From e3d099013df3c6c8fbf220666dc88e70ac66aadd Mon Sep 17 00:00:00 2001
From: PeiYong Zhang <peiyongz@apache.org>
Date: Wed, 7 Apr 2004 14:15:12 +0000
Subject: [PATCH] allow internalDTD (conditionally) with grammar reusing

git-svn-id: https://svn.apache.org/repos/asf/xerces/c/trunk@175860 13f79535-47bb-0310-9956-ffa450edef68
---
 src/xercesc/internal/DGXMLScanner.cpp |  8 +++----
 src/xercesc/internal/IGXMLScanner.cpp |  8 +++----
 src/xercesc/internal/XMLScanner.cpp   | 30 +++++++++++++++++++++++++++
 src/xercesc/internal/XMLScanner.hpp   |  7 +++++++
 4 files changed, 43 insertions(+), 10 deletions(-)

diff --git a/src/xercesc/internal/DGXMLScanner.cpp b/src/xercesc/internal/DGXMLScanner.cpp
index 867c364fb..dba1050e0 100644
--- a/src/xercesc/internal/DGXMLScanner.cpp
+++ b/src/xercesc/internal/DGXMLScanner.cpp
@@ -935,9 +935,7 @@ void DGXMLScanner::scanDocTypeDecl()
         // Eat the opening square bracket
         fReaderMgr.getNextChar();
 
-        // We can't have any internal subset if we are reusing the validator
-        if (fUseCachedGrammar || fToCacheGrammar)

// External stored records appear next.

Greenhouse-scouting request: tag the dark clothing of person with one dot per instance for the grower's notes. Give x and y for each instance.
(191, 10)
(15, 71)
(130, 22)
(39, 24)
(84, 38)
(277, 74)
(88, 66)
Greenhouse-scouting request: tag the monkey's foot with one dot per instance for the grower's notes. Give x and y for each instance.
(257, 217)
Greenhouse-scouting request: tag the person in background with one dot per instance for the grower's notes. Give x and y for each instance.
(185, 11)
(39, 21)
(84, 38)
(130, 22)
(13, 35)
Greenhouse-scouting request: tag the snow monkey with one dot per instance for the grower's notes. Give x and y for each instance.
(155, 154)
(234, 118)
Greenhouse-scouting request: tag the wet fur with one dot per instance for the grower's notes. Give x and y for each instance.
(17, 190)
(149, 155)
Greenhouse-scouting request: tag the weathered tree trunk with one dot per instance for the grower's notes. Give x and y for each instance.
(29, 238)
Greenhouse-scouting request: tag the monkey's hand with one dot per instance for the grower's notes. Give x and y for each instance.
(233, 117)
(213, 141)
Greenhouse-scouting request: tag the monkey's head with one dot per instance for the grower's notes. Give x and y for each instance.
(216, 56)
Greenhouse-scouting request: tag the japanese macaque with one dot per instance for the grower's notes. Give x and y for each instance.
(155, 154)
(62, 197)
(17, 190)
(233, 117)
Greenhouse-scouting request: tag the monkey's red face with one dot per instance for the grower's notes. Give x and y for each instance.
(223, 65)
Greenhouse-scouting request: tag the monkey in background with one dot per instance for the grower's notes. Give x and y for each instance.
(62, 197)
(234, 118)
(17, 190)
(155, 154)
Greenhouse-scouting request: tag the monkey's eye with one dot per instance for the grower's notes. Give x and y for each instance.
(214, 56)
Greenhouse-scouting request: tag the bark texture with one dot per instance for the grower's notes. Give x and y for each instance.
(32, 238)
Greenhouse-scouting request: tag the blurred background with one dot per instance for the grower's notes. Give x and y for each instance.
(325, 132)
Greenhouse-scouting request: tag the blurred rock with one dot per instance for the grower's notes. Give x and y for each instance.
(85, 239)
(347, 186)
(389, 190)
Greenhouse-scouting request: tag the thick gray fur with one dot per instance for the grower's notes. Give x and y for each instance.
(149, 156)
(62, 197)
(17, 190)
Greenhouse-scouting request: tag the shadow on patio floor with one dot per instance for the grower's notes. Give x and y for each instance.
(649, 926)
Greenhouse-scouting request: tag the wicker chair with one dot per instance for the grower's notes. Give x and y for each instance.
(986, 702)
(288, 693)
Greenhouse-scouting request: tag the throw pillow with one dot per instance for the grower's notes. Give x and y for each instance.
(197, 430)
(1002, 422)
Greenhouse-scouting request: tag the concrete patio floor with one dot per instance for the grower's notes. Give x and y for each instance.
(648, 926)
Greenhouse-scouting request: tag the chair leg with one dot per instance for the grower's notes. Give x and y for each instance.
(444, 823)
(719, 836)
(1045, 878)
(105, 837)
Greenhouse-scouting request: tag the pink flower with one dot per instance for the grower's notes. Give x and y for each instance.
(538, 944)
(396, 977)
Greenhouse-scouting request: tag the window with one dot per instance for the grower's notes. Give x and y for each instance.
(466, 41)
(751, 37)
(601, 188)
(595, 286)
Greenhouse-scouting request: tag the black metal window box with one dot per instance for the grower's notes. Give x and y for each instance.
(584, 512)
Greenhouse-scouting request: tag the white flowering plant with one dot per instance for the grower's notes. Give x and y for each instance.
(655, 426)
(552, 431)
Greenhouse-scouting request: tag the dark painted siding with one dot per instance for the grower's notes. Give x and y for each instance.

-            ThrowXMLwithMemMgr(RuntimeException, XMLExcepts::Val_CantHaveIntSS, fMemoryManager);
+        checkInternalDTD(hasExtSubset, sysId);
 
         //  And try to scan the internal subset. If we fail, try to recover
         //  by skipping forward tot he close angle and returning.
@@ -1048,7 +1046,7 @@ void DGXMLScanner::scanDocTypeDecl()
                 const XMLCh* sysIdStr = fGrammarResolver->getStringPool()->getValueForId(stringId);
 
                 fGrammarResolver->orphanGrammar(XMLUni::fgDTDEntityString);
-                ((XMLDTDDescription*) (fGrammar->getGrammarDescription()))->setRootName(sysIdStr);
+                ((XMLDTDDescription*) (fGrammar->getGrammarDescription()))->setSystemId(sysIdStr);
                 fGrammarResolver->putGrammar(fGrammar);
             }
 
@@ -1817,7 +1815,7 @@ Grammar* DGXMLScanner::loadDTDGrammar(const InputSource& src,
         const XMLCh* sysIdStr = fGrammarResolver->getStringPool()->getValueForId(sysId);
 
         fGrammarResolver->orphanGrammar(XMLUni::fgDTDEntityString);
-        ((XMLDTDDescription*) (fGrammar->getGrammarDescription()))->setRootName(sysIdStr);
+        ((XMLDTDDescription*) (fGrammar->getGrammarDescription()))->setSystemId(sysIdStr);
         fGrammarResolver->putGrammar(fGrammar);
     }
 
diff --git a/src/xercesc/internal/IGXMLScanner.cpp b/src/xercesc/internal/IGXMLScanner.cpp
index 315f8f882..d0badb836 100644
--- a/src/xercesc/internal/IGXMLScanner.cpp
+++ b/src/xercesc/internal/IGXMLScanner.cpp
@@ -1485,9 +1485,7 @@ void IGXMLScanner::scanDocTypeDecl()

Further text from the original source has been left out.